To perform pairwise correlation between our categorical features, inspired by the article The Search for Categorical Correlation, we use the function association from dyton package developed by Shaked Zychlinski.

In [17]:
from sklearn import svm, datasets
from sklearn.model_selection import train_test_split
from sklearn.preprocessing import label_binarize
from sklearn.multiclass import OneVsRestClassifier
from dython.nominal import associations

categorical = df.drop(['X', 'Y'], axis=1 )
categorical.head()
associations(categorical, nominal_columns='all', figsize=(10,10))

The most correlated features are Location and Traffic control. Below shows the collision map with colored data for traffic control. We get almost the complete map if we only activate the No COntrol case.

In [134]:
import plotly.express as px

fig = px.scatter(dfxy, x="X", y="Y", color="Traffic_Control",
                 hover_data=['Location'])

fig.show()

Almost 50% of collisions are due to No Control in traffic.

In [164]:
import plotly.graph_objects as go

fig = go.Figure(go.Pie(
    values = df.Traffic_Control.value_counts().tolist(),
    labels = df.Traffic_Control.value_counts().index,
    texttemplate = "%{label}: %{value} <br>(%{percent})",
    textposition = "inside"))

fig.show()

The source for the dataset is reliable, though we didn't check that all the entires in our dataset match with the source dataset. However, a quick comparison of the collision map we created with our data with the source map shows that they are compatible. The only entry that is misleading is the midnight for column Time which was mentioned in the previous section; (00:00) in that column does not always count for the midnight but also for unknown time.

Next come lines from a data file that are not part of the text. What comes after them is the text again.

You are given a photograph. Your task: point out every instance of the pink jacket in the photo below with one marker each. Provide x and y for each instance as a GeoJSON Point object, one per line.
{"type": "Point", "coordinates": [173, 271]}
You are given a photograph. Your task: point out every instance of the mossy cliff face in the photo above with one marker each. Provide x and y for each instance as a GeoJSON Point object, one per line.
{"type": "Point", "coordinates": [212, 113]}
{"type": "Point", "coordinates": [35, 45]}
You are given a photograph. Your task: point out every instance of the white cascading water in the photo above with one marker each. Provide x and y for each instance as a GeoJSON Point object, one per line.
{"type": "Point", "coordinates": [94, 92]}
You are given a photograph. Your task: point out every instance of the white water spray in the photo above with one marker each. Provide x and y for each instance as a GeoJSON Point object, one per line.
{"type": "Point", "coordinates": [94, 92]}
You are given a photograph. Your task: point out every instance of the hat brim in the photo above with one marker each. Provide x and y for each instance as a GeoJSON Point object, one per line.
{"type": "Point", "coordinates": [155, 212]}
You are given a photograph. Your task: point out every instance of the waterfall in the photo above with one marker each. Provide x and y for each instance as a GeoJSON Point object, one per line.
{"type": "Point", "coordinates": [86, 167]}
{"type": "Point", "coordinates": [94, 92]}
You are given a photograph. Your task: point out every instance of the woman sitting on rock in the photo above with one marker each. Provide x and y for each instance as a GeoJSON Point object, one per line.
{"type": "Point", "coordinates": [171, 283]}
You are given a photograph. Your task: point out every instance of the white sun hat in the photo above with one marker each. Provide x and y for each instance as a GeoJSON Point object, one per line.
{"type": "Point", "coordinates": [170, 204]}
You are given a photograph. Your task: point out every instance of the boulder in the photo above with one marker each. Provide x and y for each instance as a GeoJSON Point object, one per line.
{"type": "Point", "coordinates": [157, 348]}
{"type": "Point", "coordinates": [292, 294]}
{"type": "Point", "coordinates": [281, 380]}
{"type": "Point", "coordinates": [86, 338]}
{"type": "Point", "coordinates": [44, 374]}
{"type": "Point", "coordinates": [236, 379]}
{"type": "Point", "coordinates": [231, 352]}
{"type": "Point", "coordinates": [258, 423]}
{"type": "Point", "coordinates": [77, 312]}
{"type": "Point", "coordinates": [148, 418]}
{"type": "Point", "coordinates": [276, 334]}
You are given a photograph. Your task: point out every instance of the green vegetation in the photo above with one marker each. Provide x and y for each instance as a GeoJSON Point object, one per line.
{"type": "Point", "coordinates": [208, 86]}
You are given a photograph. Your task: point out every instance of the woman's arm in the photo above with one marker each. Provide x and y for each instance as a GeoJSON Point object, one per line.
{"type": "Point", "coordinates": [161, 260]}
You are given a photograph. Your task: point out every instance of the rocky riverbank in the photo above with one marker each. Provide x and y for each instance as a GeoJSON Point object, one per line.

We mentioned potential outliers in each column when we did the univariate/bivariate analysis. The only outlier that was problematic and we had to remove, was the one with x coordinate far larger than all other entries. Although it is a valid entry for the city of Ottawa, i.e. the location exists, it is way far east.

  • X and Y coordinates were originally in string format and we converted them to float to proceed some of our analysis.
  • Time was originally in string format. We transformed Time to include only hours and converted it to integer, stored in hours.
  • Date was originally in string format. We transformed Date to include only months and converted it to integer, stored in months.